Appellant has cited no authority supporting this contention and we find none. However, we note that the full array of constitutional due process rights applies only to the adjudication hearing. Tyler v. State, 512 S.W.2d 46 (Tex.Civ.App.1974, no writ); see Strange v. State, 616 S.W.2d 951 (Tex.Civ.App.1981, no writ). Due process is satisfied in the disposition hearing when the juvenile is represented by counsel, has full opportunity to cross-examine and present witnesses, and is fully aware of the nature of the proceedings. In the Matter of A.B.R., 596 S.W.2d 615 (Tex.Civ.App. 1980, writ ref’d n.r.e.). None of these elements is denied by § 54.04(c). Additionally, the findings made under § 54.04(c) are subject to review for sufficient evidence to support them. See, e.g., K.K.H. v. State, 612 S.W.2d 657 (Tex.Civ.App.1981, no writ); In the Matter of E.F., 585 S.W.2d 213 (Tex.Civ.App.1976, no writ). We hold that § 54.04(c) satisfies due process under both the state and federal constitutions.

Appellant also contends that § 54.04(c) denies juveniles equal protection under the state and federal constitutions. U.S. Const, amend. XIV; Tex. Const. Ann. art. I, § 3, 29 (1984). We reject this argument because, rather than placing juveniles at a disadvantage compared to adult criminal defendants, the statute places an extra burden on the State when seeking disposition of juveniles. In the criminal justice system, a finding of guilt automatically leads to sentencing.

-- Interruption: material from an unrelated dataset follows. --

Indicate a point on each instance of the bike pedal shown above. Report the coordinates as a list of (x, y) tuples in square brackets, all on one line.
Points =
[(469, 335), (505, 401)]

However, in the juvenile justice system, an adjudication of delinquency does not lead to disposition unless the court or jury first makes the necessary findings. If the court or jury does not make the findings, “the court shall dismiss the child and enter a final judgment without any disposition.” § 54.04(c). The statute is designed to give juveniles adjudicated delinquent added protection by requiring a finding that disposition is necessary; therefore, it does not deny the right to state and federal equal protection.

Appellant next claims that § 54.04(d)(3) (Supp.1989) is unconstitutionally vague.